In the dissertation an attempt is made to outline a method whose application makes it possible to create an explicit description of text sentences which may also be used for text analysis. Consequently, my purpose is to introduce a representational model with a theoretical framework and an apparatus of description on which a complex analysis of texts could be based. A theoretical background for the analysis of text sentences has been set up with regard to the theories, methods, results and deficiencies of different schools of descriptive grammar. To make up the series of hierarchic steps that represent text sentences, specific text sentences have been analysed. The model is designed to ensure that any reasonable interpretation could be explicitly represented.

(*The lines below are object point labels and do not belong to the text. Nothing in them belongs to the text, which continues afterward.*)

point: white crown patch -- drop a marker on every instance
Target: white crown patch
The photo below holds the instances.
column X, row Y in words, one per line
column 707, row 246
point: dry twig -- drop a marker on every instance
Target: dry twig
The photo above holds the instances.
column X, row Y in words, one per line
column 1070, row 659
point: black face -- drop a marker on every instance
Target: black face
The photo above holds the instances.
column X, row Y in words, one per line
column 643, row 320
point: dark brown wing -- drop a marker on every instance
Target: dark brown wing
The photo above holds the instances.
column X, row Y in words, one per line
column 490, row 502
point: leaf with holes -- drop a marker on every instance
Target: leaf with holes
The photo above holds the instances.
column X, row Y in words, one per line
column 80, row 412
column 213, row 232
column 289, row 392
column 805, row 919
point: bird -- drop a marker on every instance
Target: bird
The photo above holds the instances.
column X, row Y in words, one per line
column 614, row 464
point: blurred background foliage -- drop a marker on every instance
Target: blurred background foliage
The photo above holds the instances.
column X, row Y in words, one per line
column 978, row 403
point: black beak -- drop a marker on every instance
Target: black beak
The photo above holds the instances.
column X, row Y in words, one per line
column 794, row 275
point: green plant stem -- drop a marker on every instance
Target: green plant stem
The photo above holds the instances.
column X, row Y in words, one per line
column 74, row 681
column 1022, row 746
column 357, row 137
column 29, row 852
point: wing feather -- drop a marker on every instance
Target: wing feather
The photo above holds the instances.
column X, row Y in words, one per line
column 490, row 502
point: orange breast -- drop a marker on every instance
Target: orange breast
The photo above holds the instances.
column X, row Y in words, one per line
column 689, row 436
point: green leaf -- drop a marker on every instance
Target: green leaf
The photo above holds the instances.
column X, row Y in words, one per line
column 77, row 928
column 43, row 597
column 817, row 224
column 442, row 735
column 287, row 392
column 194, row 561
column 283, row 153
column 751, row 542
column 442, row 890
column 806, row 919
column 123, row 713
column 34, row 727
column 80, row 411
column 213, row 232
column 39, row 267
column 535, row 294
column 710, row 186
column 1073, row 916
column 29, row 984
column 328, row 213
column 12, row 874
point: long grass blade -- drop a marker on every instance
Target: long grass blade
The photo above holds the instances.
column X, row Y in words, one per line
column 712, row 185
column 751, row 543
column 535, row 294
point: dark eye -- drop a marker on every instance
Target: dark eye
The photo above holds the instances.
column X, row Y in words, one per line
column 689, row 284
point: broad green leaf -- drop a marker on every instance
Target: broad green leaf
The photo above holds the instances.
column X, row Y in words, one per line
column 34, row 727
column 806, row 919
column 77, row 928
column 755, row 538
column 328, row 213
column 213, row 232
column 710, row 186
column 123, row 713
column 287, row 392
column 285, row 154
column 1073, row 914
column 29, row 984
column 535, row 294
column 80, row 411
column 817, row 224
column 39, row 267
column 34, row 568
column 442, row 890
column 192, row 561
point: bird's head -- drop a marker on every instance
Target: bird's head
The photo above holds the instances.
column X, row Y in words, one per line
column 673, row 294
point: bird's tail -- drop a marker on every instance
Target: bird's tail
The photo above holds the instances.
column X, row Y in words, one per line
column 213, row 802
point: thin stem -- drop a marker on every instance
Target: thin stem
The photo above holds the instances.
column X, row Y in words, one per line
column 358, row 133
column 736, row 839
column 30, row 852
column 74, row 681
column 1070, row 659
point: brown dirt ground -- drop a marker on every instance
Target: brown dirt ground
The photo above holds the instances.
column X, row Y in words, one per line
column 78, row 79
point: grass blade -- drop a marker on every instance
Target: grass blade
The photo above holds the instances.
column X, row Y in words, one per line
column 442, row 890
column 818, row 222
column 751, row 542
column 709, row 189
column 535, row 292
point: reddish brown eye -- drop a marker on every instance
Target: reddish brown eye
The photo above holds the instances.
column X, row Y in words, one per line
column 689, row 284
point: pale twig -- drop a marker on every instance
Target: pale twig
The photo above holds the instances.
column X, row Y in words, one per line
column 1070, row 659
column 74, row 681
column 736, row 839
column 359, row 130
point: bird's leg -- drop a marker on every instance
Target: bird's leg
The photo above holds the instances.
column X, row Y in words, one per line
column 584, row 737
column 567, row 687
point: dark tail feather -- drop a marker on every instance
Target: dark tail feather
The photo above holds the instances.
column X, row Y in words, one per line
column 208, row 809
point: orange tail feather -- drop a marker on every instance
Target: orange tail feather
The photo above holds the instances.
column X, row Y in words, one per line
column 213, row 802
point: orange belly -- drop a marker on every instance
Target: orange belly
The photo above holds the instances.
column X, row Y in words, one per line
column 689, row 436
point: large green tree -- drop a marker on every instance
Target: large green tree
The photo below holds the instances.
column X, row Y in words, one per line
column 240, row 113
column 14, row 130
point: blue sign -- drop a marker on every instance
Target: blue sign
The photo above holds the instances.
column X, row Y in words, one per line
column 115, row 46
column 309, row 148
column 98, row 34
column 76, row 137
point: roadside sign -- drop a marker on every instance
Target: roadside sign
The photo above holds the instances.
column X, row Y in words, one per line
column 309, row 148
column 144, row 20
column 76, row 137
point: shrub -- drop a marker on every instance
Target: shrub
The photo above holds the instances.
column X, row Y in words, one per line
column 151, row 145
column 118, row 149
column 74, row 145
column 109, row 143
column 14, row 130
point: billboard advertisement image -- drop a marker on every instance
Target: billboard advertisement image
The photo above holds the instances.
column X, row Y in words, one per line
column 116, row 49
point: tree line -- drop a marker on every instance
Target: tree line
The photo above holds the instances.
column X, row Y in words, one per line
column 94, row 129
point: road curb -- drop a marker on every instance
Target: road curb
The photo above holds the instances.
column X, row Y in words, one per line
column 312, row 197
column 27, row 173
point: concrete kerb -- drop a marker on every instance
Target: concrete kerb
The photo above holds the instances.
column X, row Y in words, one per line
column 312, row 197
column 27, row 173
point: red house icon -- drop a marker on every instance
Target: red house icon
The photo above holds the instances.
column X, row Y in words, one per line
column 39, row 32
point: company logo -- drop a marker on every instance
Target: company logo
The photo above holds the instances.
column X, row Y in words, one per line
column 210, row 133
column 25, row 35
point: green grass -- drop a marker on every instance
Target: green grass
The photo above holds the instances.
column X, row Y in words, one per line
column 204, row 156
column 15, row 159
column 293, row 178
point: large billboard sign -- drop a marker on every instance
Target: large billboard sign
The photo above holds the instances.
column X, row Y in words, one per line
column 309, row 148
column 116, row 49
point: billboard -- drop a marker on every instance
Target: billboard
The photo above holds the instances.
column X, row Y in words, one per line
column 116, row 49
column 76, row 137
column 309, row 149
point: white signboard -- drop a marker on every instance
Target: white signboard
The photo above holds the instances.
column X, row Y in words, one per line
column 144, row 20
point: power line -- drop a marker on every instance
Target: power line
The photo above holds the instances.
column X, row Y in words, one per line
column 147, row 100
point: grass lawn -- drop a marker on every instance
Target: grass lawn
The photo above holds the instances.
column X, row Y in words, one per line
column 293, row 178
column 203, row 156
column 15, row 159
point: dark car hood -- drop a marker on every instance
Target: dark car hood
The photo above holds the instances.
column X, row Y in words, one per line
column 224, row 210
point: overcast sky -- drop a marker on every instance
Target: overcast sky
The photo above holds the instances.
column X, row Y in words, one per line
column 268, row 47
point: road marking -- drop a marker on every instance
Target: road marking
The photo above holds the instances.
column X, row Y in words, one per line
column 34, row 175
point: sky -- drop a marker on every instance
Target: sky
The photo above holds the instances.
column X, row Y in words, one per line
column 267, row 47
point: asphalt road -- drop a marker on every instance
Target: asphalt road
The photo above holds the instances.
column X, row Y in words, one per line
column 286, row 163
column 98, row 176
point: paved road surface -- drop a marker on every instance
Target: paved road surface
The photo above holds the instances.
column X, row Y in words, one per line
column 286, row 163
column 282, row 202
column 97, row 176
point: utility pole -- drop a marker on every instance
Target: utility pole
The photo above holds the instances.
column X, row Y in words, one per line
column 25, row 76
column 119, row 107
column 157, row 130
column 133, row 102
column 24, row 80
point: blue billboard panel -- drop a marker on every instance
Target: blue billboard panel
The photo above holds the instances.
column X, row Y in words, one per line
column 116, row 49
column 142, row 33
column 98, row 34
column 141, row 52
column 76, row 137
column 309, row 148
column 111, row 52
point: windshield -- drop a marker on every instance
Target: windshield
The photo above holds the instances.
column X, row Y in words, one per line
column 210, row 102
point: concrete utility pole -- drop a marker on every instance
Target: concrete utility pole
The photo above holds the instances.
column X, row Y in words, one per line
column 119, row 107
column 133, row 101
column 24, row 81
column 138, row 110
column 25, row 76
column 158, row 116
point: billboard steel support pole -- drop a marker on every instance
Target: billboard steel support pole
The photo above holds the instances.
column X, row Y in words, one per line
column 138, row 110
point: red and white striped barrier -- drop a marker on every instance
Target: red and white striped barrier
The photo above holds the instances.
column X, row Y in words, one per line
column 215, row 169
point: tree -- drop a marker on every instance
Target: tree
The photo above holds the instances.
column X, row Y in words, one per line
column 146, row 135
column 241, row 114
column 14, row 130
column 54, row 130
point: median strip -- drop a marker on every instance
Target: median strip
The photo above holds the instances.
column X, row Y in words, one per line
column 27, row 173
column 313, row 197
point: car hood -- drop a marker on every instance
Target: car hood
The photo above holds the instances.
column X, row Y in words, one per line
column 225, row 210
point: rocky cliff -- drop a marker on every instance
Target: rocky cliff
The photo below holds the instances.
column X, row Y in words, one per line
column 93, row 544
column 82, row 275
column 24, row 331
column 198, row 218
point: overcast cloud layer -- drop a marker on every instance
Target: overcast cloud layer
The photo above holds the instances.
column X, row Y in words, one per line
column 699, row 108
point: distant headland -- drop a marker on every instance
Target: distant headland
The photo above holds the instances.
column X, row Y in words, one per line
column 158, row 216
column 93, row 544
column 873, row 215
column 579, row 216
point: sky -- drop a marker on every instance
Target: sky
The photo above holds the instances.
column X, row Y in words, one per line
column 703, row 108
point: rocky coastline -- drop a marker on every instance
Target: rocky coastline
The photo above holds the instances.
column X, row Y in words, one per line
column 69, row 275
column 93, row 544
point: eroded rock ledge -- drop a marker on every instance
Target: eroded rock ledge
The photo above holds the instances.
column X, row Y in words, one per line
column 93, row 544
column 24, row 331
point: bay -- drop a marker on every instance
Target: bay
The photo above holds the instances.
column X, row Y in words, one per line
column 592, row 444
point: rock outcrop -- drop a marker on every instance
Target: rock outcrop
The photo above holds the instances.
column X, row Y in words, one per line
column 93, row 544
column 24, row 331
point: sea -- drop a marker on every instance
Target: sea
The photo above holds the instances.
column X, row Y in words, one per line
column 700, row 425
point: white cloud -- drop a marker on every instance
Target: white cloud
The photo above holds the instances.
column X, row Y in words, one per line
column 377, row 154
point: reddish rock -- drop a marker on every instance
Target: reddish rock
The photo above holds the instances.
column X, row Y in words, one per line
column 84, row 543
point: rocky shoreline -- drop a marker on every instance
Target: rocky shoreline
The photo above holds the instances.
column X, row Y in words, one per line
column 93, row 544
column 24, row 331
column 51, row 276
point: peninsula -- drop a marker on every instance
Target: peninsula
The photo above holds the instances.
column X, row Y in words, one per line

In my view the explicit l i n g u i s t i c description of a text should be concerned with l a n g u a g e - o r i e n t e d  factors that texts are given coherence by, namely: 1) co-referentiality, 2) the linear order of constituents forming text sentences and the order of sentences in the text, 3) how each sentence of the text satisfies the conditions determining its structure in the given locus and/or situation of communication. (This latter factor implies the analysis and description of text grammar phenomena such as agreement, ellipsis, pronominalisation, order of constituents.)

Explicit linguistic description does not mean that the disclosure of factors to be described can be carried out with purely linguistic means. What is also needed is a broader theoretical framework which stipulates knowledge of textology beyond the limits of linguistic analysis and a general knowledge of the external world.

The aspects of text analysis listed above show that a linguistically based description of texts aiming at maximum explicitness should necessarily rely on the explicit representation of the immediate constituents of the text: text sentences. The explicit description of individual text sentences, however, appears to be impossible without the consideration of the text-level (linguistic and non-linguistic) phenomena creating their co-/context and thereby determining their actual formation and logical (linguistic)-semantic and prosodic structure. It follows from this that a potentially explicit description of text sentences requires a knowledge of both text linguistics and system linguistics, as text sentences can be best characterized if related to the corresponding system sentences. The correspondences and differences in the patterning of text and system sentences can be explained with reference to the given co- and/or context.

Chapter Four contains the representational model created for the description of text sentences. Chapter One is a general survey of the antecedents and sources of textlinguistics. Chapter Two is concerned with the relation between text and sentence. In Chapter Three grammars applicable to the description of text sentences are treated with regard to their contribution to the explicitness of sentence analysis. The description of the model is followed by an overview of questions emerging in connection with the representation of text sentences and tasks to be solved.